The basic answer to both of these questions is that I only have 25 spots. For one team to move in, another has to move out. I did predict I would rank Xavier if it won at Georgia and Duquesne, but as I mentioned in my column, the résumé of St. John's is far superior. The Johnnies have six wins over teams ranked in the top 50 of the RPI, including two on the road and five against the top 25. Xavier has three top-50 wins and none against the top 25. Who's better? Nobody can say for sure until they play on a neutral court, but I say that wherever you rank Xavier, St. John's should be ranked ahead. My fellow voters obviously disagreed, ranking Xavier 24th and leaving the Red Storm out.

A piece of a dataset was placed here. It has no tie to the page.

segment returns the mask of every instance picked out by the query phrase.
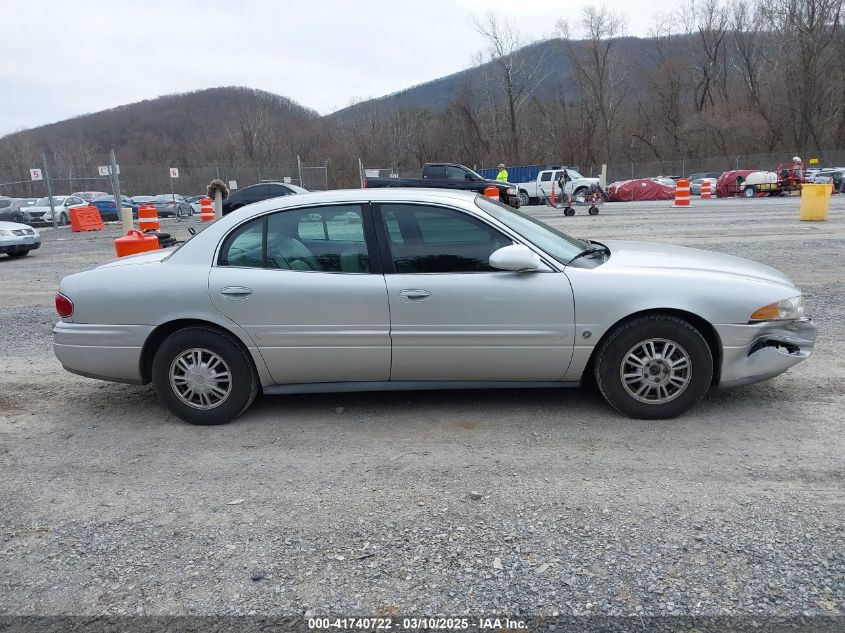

UCLA is also a close call, especially considering the Bruins beat St. John's on Feb. 5. Still, that game was in Pauley Pavilion, and I'm less inclined to rank teams based on head-to-head results this late in the season. Besides St. John's, UCLA's only other top-50 win was a neutral/home victory over BYU in Anaheim. And while St. John's did have that bad loss to Fordham, the Bruins also lost at home to Montana. So that's a wash. But again, in this instance my fellow voters ranked UCLA ahead of St. John's in others receiving votes.
That's the fun in all of this. Lots of different opinions out there, and none of them decide anything important.
After seeing San Diego State in person, it amazes me that people still question that the Aztecs could get a possible 2 seed in the NCAA tournament. They have it all to make a deep run: championship head coach, size, athleticism, point guard and an NBA first-rounder in Kawhi Leonard. To me, their season reminds me of the St. Joseph's team in 2004, only less celebrated. Do you agree?
-- Andrew Brannon, Las Vegas, Nev.
I don't know who these "people" are who are questioning San Diego State's credentials as a possible No. 2 seed, but I can promise you none of them will be in that hotel conference room in Indianapolis in three-and-a-half weeks. To me, the question regarding the Aztecs isn't whether they can garner a 2 seed, it's whether they can get a 1. A lot of people assume that San Diego State is in worse shape than BYU because it lost to the Cougars in Provo, but that is the Aztecs' only loss and they still have the return game at home on Feb. 26. If San Diego State runs the table and wins the Mountain West tournament, not only is it possible that it will get a 1 seed, I think it's downright likely.
Incidentally, I love the comparison with the Jameer Nelson-Delonte West-led St. Joseph's of 2004. To me that will always be the benchmark of mid-major greatness. I'm not sure this team is quite that good, but it's not far off, either.